HACER ÖNOĞLU ÜLGER-HABER ÖTESİ
35 yaşındaki Seher Baş, saatlerdir düşünüyordu. Yapmalı mıydı, yapmamalı mıydı? Serebral Palsi hastası bir evladı vardı. Yüzde 99 engelli oğlunu 17 yaşına getirene kadar neler çekmişti. Tüm bu zorluklar yetmiyormuş gibi geçen yıl kocasıyla boşanmasının ardından iyice yalnızlaşmıştı. Denizli'de oğlunun engelli maaşı ile birlikte belediyelerden ve komşulardan gelen yardımlarla geçiniyorlardı. İşte bu yüzden çaresizliğin ne olduğunu çok iyi bilen biri olarak, daha önce kendisini hiç bu kadar umutsuz hissetmemişti.
ÇILDIRMAK ÜZERE
Mutfağa gitti, oğlu Eyüp Öztürk, mutfak masasında oturmuş, yemek saatini bekliyordu.
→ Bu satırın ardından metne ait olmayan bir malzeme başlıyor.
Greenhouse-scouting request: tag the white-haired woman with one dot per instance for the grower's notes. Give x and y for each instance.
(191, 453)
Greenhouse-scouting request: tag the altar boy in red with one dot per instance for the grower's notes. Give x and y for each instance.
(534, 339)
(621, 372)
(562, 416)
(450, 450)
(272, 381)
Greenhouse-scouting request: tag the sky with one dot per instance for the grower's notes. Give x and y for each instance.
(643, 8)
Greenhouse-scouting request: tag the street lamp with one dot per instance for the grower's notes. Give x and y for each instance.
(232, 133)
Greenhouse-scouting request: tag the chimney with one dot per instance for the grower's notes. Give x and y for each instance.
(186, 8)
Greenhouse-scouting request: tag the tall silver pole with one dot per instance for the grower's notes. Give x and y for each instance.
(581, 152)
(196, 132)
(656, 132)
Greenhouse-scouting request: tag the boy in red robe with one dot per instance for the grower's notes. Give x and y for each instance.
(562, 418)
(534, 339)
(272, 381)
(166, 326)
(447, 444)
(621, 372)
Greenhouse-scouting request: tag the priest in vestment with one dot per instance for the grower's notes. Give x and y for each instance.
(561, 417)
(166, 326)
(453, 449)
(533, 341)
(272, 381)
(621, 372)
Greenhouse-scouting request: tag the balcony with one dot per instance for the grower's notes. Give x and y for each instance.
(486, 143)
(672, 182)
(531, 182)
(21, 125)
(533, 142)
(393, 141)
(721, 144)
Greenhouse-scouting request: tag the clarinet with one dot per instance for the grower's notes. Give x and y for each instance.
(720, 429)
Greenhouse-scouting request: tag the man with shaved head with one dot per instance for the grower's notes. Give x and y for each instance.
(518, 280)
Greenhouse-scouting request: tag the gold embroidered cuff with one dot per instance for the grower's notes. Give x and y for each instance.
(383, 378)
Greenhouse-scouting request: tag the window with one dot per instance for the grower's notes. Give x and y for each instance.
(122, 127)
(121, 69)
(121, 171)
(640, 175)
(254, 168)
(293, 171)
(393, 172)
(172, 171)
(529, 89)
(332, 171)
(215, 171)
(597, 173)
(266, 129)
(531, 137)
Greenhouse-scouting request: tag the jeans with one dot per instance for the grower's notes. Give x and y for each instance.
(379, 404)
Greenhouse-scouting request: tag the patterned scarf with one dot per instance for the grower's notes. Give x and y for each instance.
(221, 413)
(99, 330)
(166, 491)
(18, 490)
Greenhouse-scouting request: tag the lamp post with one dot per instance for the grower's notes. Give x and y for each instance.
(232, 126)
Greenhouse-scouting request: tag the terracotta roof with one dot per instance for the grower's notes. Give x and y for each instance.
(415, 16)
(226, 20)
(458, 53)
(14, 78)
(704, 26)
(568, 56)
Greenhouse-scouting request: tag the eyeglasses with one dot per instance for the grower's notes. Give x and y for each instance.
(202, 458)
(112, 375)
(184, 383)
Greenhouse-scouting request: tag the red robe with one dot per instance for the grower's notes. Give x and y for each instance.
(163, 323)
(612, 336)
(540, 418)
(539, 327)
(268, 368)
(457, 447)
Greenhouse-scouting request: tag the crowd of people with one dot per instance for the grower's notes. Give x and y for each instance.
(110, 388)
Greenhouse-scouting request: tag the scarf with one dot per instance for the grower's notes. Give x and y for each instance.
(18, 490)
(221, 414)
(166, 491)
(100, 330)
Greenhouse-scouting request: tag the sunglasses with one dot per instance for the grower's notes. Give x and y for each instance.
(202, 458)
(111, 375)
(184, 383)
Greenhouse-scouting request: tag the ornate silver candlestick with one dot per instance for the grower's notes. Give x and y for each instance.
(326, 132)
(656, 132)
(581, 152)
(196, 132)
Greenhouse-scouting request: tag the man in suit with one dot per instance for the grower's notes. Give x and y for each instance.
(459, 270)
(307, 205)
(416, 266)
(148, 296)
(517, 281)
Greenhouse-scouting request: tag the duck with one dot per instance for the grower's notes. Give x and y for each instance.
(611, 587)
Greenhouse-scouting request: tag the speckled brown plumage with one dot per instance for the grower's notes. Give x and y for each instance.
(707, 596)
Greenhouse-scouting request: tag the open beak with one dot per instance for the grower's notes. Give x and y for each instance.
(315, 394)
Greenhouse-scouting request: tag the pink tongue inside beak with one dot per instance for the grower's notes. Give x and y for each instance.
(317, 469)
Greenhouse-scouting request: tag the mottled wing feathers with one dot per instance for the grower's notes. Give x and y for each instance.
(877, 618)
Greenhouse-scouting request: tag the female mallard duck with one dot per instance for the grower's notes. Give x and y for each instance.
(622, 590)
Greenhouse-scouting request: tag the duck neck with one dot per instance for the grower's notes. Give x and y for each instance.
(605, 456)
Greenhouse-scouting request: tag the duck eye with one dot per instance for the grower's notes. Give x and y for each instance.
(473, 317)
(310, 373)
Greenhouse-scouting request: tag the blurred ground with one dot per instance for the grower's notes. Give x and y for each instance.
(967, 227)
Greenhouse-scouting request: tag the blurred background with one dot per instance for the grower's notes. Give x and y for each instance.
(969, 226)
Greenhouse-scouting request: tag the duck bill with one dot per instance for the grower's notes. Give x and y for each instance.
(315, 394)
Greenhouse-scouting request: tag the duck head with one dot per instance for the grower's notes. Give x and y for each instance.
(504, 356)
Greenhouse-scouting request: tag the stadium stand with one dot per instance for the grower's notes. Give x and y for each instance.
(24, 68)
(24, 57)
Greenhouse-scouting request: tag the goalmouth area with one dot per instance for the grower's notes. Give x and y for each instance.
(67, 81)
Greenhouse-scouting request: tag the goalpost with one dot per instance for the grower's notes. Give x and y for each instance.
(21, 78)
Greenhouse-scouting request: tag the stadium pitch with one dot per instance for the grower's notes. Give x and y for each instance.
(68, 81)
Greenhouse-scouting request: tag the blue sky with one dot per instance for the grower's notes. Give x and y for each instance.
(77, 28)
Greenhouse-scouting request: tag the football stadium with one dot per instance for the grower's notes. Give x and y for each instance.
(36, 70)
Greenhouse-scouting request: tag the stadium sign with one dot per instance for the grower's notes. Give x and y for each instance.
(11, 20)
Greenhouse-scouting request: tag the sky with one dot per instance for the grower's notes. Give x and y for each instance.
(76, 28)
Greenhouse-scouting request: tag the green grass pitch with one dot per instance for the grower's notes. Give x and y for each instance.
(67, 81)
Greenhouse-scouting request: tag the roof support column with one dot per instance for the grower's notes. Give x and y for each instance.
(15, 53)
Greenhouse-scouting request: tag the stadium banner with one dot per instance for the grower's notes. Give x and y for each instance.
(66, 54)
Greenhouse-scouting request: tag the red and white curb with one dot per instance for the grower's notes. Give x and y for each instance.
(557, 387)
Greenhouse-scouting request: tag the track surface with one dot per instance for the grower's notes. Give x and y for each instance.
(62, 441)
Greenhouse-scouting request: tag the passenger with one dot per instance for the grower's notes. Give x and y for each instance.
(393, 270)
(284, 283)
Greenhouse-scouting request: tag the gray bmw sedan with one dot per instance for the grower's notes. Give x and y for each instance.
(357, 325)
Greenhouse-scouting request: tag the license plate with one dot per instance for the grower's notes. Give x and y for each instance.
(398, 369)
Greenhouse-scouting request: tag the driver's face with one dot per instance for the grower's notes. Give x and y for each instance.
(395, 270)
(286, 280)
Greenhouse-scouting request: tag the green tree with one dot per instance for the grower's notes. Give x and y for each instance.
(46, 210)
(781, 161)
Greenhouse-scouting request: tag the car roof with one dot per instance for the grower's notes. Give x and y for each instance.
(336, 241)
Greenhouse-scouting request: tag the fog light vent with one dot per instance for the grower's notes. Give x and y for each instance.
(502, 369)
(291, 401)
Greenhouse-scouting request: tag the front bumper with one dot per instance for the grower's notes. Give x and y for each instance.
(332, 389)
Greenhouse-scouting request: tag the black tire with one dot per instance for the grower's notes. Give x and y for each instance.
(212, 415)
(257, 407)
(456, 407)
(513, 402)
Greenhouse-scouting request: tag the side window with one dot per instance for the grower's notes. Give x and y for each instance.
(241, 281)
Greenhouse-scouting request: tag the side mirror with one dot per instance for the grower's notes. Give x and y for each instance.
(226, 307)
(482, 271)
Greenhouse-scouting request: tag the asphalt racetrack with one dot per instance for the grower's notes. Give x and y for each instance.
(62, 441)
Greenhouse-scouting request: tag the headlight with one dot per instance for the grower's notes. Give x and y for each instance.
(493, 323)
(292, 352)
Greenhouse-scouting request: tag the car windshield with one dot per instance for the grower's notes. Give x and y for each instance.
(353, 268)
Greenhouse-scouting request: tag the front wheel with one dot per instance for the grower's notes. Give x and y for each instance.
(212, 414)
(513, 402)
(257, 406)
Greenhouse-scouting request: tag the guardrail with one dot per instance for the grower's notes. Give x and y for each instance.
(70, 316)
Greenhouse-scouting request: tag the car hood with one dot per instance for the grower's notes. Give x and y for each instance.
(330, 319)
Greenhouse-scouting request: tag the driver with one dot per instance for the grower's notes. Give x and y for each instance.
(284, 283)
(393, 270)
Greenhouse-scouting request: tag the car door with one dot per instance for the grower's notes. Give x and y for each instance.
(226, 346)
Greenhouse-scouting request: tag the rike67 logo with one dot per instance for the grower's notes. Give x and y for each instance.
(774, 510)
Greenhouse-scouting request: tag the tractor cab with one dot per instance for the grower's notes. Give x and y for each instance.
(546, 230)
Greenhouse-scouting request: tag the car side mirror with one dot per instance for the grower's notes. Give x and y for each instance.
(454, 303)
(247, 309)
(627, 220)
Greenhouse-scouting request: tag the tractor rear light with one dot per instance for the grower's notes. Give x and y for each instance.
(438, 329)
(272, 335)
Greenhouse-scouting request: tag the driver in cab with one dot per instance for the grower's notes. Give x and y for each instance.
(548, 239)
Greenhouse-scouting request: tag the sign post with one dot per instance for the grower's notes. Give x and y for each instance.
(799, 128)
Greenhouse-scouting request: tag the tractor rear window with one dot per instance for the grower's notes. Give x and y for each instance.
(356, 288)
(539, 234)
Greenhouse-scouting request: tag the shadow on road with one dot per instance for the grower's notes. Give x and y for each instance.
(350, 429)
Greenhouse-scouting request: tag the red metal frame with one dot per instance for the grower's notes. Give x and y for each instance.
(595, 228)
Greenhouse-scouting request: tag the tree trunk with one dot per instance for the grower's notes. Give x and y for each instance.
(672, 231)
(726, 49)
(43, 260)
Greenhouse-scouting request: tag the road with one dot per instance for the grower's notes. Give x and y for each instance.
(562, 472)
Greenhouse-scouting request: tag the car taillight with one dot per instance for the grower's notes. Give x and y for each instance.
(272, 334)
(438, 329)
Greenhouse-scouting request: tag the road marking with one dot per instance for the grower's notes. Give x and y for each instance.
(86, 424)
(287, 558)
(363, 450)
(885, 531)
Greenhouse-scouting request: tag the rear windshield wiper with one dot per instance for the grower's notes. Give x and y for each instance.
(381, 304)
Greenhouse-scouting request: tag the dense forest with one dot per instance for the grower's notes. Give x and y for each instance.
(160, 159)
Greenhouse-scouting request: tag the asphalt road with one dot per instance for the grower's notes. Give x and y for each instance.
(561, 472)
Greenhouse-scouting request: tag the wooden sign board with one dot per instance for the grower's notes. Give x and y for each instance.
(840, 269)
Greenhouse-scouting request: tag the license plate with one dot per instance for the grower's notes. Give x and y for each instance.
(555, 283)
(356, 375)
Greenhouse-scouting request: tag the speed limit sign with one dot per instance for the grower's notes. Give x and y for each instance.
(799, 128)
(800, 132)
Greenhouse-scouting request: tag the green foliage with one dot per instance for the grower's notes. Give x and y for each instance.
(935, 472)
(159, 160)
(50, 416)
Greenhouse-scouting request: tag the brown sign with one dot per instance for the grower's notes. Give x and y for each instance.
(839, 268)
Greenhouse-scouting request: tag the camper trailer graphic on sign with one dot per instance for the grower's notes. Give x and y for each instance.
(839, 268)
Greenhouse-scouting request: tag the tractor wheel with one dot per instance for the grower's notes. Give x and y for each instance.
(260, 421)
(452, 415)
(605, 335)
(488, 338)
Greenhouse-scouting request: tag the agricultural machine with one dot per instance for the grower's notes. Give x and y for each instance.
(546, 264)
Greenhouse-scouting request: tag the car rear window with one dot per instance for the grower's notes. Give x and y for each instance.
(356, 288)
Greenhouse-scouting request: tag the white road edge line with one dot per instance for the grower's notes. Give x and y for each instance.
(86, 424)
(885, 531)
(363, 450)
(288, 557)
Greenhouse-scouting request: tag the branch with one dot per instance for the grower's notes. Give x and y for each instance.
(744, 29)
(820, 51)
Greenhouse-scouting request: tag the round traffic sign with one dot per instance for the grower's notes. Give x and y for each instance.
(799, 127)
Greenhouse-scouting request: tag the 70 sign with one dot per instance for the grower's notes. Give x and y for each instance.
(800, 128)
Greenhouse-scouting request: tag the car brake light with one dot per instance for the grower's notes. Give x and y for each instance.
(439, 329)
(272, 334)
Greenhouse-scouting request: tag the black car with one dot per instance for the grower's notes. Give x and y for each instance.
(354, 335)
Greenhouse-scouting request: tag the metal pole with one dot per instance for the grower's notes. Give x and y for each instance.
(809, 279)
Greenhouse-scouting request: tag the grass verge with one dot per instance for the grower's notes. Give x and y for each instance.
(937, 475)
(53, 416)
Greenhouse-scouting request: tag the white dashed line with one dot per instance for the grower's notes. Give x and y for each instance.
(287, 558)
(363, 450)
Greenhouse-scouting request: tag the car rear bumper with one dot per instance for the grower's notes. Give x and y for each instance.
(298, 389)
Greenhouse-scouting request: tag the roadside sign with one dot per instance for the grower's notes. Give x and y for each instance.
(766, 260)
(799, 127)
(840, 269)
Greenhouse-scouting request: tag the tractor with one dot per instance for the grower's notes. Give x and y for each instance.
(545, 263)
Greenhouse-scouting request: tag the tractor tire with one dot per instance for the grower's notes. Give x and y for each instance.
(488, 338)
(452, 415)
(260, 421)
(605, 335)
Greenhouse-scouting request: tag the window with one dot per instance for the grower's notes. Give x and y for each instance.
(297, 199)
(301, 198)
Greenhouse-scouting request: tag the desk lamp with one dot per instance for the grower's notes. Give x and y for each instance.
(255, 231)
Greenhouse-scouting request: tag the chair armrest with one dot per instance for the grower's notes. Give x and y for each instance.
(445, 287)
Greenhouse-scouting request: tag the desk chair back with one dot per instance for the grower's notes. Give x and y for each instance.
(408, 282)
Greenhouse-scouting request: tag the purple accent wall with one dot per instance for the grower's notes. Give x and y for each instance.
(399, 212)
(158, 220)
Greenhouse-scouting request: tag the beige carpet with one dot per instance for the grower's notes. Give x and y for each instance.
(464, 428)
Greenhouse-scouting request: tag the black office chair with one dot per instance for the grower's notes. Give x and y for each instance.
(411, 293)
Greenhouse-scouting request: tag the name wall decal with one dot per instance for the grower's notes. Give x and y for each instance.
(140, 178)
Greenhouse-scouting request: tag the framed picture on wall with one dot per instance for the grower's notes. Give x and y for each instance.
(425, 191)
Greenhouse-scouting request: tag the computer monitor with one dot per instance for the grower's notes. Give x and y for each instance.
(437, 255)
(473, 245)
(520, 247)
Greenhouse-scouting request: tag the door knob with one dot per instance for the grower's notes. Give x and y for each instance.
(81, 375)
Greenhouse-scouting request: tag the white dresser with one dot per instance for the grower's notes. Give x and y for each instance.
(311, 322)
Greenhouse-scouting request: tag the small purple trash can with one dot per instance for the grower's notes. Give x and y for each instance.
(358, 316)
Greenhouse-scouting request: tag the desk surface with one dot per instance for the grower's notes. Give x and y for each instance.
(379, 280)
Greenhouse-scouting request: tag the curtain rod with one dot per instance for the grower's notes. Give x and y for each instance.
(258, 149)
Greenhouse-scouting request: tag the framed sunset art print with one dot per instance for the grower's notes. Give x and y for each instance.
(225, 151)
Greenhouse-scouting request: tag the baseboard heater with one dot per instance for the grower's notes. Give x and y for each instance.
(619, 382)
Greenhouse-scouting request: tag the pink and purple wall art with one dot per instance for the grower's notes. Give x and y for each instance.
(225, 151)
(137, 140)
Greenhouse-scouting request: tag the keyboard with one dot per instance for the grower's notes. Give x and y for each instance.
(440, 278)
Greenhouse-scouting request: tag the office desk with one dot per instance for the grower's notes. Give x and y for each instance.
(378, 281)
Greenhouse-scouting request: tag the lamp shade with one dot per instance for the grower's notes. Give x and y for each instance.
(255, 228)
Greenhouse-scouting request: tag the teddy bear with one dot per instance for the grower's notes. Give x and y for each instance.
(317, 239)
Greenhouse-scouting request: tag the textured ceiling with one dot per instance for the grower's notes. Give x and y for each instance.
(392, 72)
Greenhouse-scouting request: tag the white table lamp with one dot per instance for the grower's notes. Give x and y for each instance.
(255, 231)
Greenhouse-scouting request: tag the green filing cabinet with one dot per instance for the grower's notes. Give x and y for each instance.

Annesi bir şeyler yedirdikten sonra elini yüzünü temizlediği çocuğunun gözlerinin içine bakarken buldu kendini. Offfff, ne yapacağım? Çıldırmak üzereydi.
OĞLUNU BIRAKMAZ
Bir anda mutfak masasından kalkıp yatak odasına gitti ve gardırobun üzerine sakladığı av tüfeğini alıp mutfağa geri döndü. Son zamanlarda komşularına sık sık intihar edeceğini söyler olmuştu, "Artık dayanamıyorum, bu yük bana ağır geliyor" deyip duruyordu. Komşuları ise Seher'in engelli oğlunu, bu hayatta yapayalnız bırakıp intihar edeceğine ihtimal bile vermiyordu. Boşandığı kocasının daha sonra cezaevine girmesiyle iyice bunalıma girmişti sadece. Düzelirdi, her şey yoluna girerdi. Seher oğlunu öylece bırakıp gitmezdi... Bu yüzden Seher'e doktora gitmesini tavsiye etmişti komşuları. Gitmişti ve psikolojik tedavi de görüyordu. Ama ne yaparsa yapsın aklındaki fikirlerden bir türlü kurtulamıyordu. Dikey vaziyette yere koyduğu tüfeğin namlusu kendisine dönüktü. Birazdan kendisini vuracak ve yaşamına veda edecekti.
EYÜP'ÜN GÜLEN YÜZÜ
Tam tetiğe basacakken oğlunun gülümseyen yüzüyle karşılaştı. 17 yaşındaki Eyüp ne yaptığını anlayamadığı annesine gülümseyerek bakıyordu. "Hayır, yapamam. Oğlum yapayalnız kalır. Ona kim bakar? Kimse bakmaz. Benden başka kimse onu bu kadar sevemez, onunla ilgilenmez. Benim masum, melek yavrum" diye geçirdi içinden. Seher o an fikir değiştirip kendisiyle birlikte oğlunu da götürmeye karar verdi. "Onu yalnız bırakırsam zaten fazla uzun yaşamaz" diye düşündü. Av tüfeğini Eyüp'ün kafasına doğrultup birkaç el ateş etti. Eyüp kafasına tüfek doğrultan annesi tetiğe basmadan önce yine gülümsüyordu. Yere düştü Eyüp. Gözyaşlarına boğulan kadın, hiç vakit kaybetmedi. Tüfeği bu kez kendi kafasına doğrulttu ve tetiği çekti.
TEK BAŞINA BIRAKMADI!
Duyulan birkaç el silah sesinin ardından komşuların haber vermesiyle olay yerine gelen polis, anne ve oğlunu ölü buldu. Tıpkı dediği gibi 'oğlunu tek başına bırakıp gitmemişti' Seher. Eyüp'ün hayatıyla ilgili tüm kararları alan annesi, yaşayıp yaşamayacağına da kendisi karar verdi. Her şeyden habersiz Eyüp'ü de kendi karanlığına sürükledi.
"YÜKÜ ÇOK AĞIRDI"
Denizli muhabirimiz Sebahattin Alp, cinnetin yaşandığı mahallenin muhtarı Necdet Kunduracı ile görüştü. Kunduracı aileyi yakından tanıdığını belirterek, "Engelli maaşı alarak geçimlerini sağlıyorlardı. Oğlu hem kilolu hem de hasta olduğu için bakımı zordu. Bazen dışarı çıkmak istiyordu. Pamukkale Belediye Başkanımızla görüşüp ihtiyaçlarını gidermeye çalışıyorduk" dedi. Gazetecilerin, "Neden intihar etmiş olabilir?" sorusuna ise, "Yükü çok ağırdı, psikolojik olabilir" dedi.